In a statement issued in connection
with the tragic death of Stanislaw Pyjas,
we inform about the physical terror
used against KOR members
Staszek was found in the gateway
of a house in the centre of Krakow.
It was on old, historic house.
The circumstances around how
the body was discovered –
clearly showed this was no accident.
That the body had been abandoned in a panic.
This was the first time I became frightened.
After this happened they locked us all up.
This was probably their first
attempt to deal with KOR.
When we were released after a few months,
they announced an amnesty, but it wasn’t just for us.
They released all the other workers, as well.
Something like this had never happened before.
That you could fight with the regime and win.
That it was that simple.
We began our publishing activities
like the Soviet dissidents –
by typing out copies on a typewriter.
Later, we went through all the stages.
Carbon paper, spirit duplicating,
and finally a duplicator.
Our beginnings as real publishers were three dilapidated, horribly old
duplicators bought in an auction at the American embassy.
I think it was the only place in Poland where you could
buy them without permission from the government.
We were rank amateurs.
In the beginning we didn’t even know you needed to pour ink inside.

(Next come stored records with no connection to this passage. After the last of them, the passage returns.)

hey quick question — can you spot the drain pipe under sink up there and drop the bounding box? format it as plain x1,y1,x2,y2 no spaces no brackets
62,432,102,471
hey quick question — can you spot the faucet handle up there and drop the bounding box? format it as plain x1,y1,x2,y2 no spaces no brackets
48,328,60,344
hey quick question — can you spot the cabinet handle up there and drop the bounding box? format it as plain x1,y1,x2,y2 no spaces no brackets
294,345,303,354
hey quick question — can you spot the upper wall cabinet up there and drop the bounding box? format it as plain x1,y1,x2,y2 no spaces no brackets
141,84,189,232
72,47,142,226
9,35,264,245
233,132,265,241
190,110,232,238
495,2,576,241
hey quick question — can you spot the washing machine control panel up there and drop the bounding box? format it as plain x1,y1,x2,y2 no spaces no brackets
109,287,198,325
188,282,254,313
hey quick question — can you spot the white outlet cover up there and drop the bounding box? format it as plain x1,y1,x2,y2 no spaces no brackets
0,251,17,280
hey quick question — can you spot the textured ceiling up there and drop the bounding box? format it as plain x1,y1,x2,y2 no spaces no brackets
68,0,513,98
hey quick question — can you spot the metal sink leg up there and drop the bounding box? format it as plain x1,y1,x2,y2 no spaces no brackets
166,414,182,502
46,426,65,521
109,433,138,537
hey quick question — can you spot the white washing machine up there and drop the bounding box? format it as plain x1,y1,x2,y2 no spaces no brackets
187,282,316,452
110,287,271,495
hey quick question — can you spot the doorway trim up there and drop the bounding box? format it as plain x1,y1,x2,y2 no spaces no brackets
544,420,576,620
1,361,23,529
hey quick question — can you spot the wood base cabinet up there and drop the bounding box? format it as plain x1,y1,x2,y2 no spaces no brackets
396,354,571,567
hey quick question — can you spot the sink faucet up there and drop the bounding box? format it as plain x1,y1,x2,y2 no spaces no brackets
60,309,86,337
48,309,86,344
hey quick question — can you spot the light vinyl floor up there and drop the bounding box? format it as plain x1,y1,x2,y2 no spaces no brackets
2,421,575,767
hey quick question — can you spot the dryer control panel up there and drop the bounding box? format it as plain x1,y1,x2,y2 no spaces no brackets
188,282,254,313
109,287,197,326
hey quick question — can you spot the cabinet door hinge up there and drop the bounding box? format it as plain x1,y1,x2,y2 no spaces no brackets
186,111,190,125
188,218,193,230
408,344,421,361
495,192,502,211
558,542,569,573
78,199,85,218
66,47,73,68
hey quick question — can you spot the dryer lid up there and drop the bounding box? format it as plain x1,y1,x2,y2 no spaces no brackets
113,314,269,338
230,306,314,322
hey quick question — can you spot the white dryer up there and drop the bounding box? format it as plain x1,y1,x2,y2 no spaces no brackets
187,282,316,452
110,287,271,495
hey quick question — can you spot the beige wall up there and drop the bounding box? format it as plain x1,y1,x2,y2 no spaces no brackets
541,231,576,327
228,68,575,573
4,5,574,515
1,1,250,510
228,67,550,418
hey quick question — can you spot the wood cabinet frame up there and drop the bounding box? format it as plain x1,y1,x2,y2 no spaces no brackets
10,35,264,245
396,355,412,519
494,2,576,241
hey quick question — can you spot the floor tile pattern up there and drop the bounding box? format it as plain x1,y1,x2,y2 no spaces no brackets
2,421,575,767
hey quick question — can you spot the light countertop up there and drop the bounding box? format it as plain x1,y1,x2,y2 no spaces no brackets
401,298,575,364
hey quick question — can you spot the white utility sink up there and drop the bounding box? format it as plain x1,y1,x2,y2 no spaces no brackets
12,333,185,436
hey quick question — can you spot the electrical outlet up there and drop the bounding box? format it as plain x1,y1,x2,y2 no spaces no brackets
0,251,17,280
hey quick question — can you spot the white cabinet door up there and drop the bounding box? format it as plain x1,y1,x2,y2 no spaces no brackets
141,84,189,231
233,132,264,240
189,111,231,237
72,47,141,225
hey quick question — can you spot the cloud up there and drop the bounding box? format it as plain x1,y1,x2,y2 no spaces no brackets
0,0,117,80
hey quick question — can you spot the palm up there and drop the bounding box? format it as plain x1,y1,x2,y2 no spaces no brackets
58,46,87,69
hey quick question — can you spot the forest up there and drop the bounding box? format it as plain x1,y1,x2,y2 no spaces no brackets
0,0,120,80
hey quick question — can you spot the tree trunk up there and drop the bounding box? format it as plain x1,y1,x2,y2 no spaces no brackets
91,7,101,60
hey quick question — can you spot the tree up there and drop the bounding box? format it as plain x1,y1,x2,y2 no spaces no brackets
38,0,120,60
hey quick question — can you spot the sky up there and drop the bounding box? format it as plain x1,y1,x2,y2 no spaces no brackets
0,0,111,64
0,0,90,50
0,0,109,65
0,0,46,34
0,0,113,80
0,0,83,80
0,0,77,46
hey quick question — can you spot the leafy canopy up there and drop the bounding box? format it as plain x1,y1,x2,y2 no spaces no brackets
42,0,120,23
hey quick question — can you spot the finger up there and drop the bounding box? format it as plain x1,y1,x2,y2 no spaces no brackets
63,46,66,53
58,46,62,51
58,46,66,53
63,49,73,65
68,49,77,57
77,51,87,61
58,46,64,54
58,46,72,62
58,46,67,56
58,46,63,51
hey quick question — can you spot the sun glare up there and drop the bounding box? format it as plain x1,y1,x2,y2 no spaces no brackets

In the beginning, our print technique
was amateurish. It had nothing
to do with real printing.
Almost all our publications except
The Worker were printed at Nowa.
Its driving force, its founder
and head was Mirek Chojecki.
Working along with him
and helping run it were Grzesiek Boguta,
Konrad Bieliñski, and Ewa Milewicz.
Adam Michnik was the editorial chief.
Finally, we have independent, self-governing trade unions.
The was no place for KOR anymore.
So, at the Solidarity Congress
in September 1984, the head of KOR,
Prof. Lipinski, announced a resolution
to dissolve KOR.
I think this was an inevitable step
given the situation.
On the 5th anniversary of the founding
of the Workers' Defence Committee,
we consider our work finished.
Our desire was for it to make
a contribution to the great national
project to create an independent,
just and democratic Poland.
KOR was the collaborative effort
of great moral authorities,
the kind that were present in pre-war Poland
in the Second Republic,
in the Home Army.
A protest by post-war
intellectuals and young people
who simply didn’t want to live
in this gloomy system.
In which it was impossible to endure every day life.